I am thrilled to share the PDF the 106 submissions compiled of by the Leica Gallery Director, Bell Pitkin. Thank you Bell for a lovely curated selection, and for your sensitive reading of accompanying statements. Please explore this rich archive and read the text written alongside this strong and varied work from an array of talented women image-makers.
Rachel Michelle Gunter in her A YRP book essay writes: “No victory or loss is complete.” As I noted on our podcast with the YRP panel we sit on a realistic knife edge of hope and despair. It is collective action that has created equal voting rights and now more than ever we aware that rights won need to be consistently protected. We are all called to awareness and action.
The end of March offered a stunning paradox in the on-going fight for rights and justice for all. March 25th was the 61st anniversary of the march from Montgomery to Selma Alabama led by Martin Luther King that resulted in the passage of the Voting Rights Act signed into law by President Johnson in August 1965 to eliminate racial discrimination in voting. While also last week we witnessed a stunning and very frightening reversal of rights for women at the United Nations by the United States. The U.S. was the sole country to veto the United Nations Commission on the Status of Women’s annual “Agreed Conclusions”. It is the first time in 70 years these basic global rights for women were not passed with general consensus.

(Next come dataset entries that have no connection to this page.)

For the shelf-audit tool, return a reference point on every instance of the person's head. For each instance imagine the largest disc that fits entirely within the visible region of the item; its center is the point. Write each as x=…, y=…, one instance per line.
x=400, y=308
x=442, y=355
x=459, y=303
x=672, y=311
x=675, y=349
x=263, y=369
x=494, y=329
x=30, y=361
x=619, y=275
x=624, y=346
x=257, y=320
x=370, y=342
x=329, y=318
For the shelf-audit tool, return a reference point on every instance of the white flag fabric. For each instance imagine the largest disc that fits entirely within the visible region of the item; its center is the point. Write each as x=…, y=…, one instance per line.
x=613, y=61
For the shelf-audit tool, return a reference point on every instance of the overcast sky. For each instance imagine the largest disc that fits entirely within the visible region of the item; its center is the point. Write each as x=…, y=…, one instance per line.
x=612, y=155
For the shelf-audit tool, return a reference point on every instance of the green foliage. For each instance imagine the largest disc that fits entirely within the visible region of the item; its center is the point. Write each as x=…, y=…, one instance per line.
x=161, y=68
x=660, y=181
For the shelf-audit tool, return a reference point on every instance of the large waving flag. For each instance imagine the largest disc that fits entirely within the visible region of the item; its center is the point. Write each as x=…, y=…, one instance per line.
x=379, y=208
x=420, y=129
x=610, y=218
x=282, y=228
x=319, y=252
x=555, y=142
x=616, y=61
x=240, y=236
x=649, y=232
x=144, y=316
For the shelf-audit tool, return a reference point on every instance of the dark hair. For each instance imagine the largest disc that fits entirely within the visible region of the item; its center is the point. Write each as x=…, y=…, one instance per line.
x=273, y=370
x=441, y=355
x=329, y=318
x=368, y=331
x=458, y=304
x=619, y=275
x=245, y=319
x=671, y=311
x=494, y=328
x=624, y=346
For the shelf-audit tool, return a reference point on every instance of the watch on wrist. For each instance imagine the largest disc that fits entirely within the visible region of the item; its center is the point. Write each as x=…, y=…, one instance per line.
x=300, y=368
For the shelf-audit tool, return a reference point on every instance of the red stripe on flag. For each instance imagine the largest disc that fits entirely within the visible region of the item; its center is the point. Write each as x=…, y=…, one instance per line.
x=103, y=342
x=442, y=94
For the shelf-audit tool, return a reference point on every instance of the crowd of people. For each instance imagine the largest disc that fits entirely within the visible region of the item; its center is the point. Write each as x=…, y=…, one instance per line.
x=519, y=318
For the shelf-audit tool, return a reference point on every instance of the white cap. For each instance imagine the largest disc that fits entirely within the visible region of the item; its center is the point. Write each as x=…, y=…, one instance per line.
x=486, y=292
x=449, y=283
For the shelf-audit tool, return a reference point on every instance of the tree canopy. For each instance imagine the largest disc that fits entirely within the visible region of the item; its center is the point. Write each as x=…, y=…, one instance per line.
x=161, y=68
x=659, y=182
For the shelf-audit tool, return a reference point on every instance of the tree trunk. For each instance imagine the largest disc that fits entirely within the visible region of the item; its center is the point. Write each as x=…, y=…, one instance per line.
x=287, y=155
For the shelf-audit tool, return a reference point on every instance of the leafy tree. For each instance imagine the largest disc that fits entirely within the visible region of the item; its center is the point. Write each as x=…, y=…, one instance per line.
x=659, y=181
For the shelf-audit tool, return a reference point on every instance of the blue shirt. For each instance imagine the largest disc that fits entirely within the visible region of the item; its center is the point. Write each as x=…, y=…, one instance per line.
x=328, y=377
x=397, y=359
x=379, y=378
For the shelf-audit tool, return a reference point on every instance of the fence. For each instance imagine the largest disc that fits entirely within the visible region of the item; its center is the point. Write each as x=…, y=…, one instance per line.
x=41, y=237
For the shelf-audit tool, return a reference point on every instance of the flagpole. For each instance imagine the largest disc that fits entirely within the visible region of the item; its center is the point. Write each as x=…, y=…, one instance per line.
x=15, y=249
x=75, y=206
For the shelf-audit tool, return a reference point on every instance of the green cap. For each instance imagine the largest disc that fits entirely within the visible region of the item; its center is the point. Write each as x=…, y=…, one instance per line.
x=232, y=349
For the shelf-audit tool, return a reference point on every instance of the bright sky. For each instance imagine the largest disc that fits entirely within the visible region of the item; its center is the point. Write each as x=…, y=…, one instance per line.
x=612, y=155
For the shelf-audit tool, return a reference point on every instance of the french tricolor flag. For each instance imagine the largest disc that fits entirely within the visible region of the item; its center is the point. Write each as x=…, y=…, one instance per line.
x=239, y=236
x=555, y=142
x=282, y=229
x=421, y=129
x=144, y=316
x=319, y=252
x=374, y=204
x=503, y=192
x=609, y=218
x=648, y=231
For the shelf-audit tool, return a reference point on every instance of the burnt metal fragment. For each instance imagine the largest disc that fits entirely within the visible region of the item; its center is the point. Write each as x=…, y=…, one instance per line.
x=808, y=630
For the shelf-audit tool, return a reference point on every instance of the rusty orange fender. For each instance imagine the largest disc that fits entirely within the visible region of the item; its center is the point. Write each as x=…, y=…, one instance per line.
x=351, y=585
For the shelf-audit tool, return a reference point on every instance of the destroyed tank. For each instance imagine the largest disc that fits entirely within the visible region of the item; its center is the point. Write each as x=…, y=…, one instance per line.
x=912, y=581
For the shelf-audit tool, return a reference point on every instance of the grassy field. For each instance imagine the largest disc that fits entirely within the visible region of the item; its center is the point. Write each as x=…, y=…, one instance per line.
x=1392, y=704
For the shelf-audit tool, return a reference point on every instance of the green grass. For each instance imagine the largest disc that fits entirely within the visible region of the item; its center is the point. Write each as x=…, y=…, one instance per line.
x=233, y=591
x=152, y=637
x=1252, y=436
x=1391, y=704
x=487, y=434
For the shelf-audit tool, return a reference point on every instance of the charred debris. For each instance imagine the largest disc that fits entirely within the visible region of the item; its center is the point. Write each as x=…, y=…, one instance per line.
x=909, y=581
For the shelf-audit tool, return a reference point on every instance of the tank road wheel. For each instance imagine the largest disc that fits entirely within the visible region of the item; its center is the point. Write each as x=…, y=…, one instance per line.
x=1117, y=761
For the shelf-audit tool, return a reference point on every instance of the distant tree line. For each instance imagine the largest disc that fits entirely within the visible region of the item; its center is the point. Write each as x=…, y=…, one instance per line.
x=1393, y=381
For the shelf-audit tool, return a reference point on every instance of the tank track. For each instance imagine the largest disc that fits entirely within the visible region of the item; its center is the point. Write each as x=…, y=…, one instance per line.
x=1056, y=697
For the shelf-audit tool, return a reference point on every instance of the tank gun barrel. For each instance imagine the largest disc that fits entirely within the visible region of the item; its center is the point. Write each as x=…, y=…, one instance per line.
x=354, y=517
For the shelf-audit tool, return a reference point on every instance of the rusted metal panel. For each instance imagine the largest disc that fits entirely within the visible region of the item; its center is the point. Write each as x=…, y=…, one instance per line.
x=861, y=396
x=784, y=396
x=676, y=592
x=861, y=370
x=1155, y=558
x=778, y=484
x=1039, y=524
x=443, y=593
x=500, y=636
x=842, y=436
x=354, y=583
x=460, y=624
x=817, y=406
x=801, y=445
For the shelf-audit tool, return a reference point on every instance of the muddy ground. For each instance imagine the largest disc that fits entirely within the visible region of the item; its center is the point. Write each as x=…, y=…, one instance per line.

On a personal note I was moved to tears when it was my turn to share my image as the impact of witnessing the vulnerability and strength of this gathering plus the wrap of a formidable collaborative effort hit me. My image is a composite of a single yellow rose, severed and in snow, with a photo of my mother, Margaret, and me on her 80th birthday. A favorite photo it poignantly is our final photo together. I wanted to honor her legacy, born as a first generation immigrant a few years after ratification as the only female in a family with 6 older brothers. She cherished her ability to be college educated and to work professionally. She held the position of President of our local League of Women Voters chapter, an off shoot of the organizing associations of the suffrage movement. She was was an active campaigner and voting poll worker her entire life. Her often quoted quip, “it’s a man’s world.” reflects the suffragist claim, “It’s a man’s world, unless women vote.”